Adapun kezhaliman, kedurhakaan dan hal-hal haram yang dilakukan
orang yang buruk dan intens dalam melakukan dosa-dosa besar, menghalanginya
untuk berbaik sangka terhadap Allah. Yang demikian dapat dilihat dalam
kehidupan sehari-hari. Seorang budak yang melarikan diri dan tidak lagi taat
kepada tuannya, tentu tidak berbaik sangka kepadanya. Dia tidak bisa memadukan
tindakan yang tidak baik dengan baik sangka. Orang yang buruk tentu merasa
tidak respek, tergantung dari keburukannya. Maka orang yang paling berbaik
sangka terhadap Allah ialah yang paling taat. Imam Hasan al-Bashri pernah
berkata, “Sesungguhnya orang mukmin adalah orang yang berbaik sangka terhadap
Tuhannya dan yang baik amalnya. Sedangkan orang keji ialah yang berburuk sangka
terhadap Tuhannya dan buruk pula amalnya.”

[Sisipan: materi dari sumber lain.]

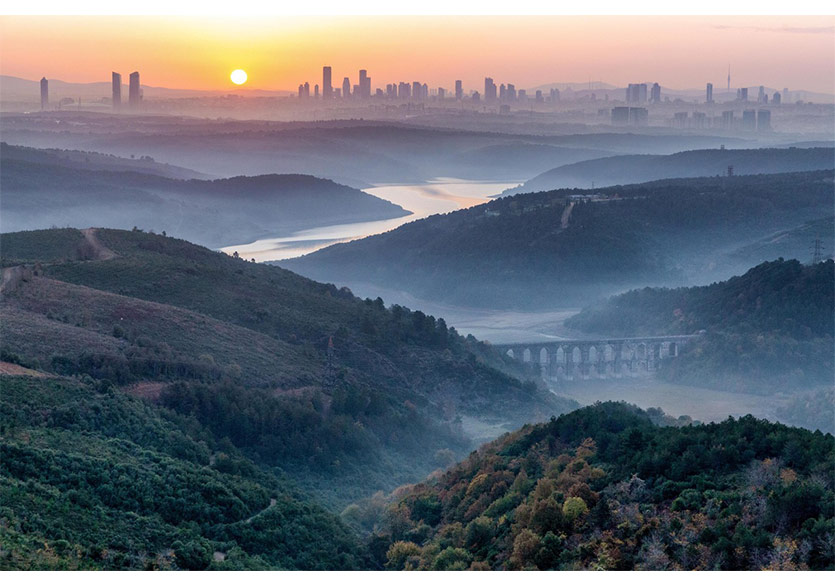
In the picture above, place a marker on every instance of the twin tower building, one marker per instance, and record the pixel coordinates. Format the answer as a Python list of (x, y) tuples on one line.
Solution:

Bagi mereka yang menyadari sangat dekatnya kematian, niscaya akan
sangat menghargai waktu. Waktu kita yang berlalu dengan sia-sia, hendaklah
menjadi cambuk, agar kelak, dikemudian hari, tidak melakukan hal yang serupa.
Kita bertekad kuat untuk mengisi hari-hari dengan amal yang berkualitas guna
memperoleh pahala dan ganjaran yang abadi. Bagi seorang yang kaya harta, maka
ia akan berusaha untuk mewakafkan kekayaannya dan mendarmabaktikan dirinya
untuk dakwah dan jihad fi sabilillah. Sedangkan bagi seorang penulis, ia akan
menulis buku yang bisa dibaca oleh setiap orang setelahnya dan senantiasa
beramal dengan pelbagai kebaikan. Dari karya-karyanya, banyak orang yang dapat
mengikuti jejak amalnya. Itulah manusia yang tidak pernah mati. Betapa
banyaknya manusia yang mati, namun pada hakikatnya mereka selalu hidup.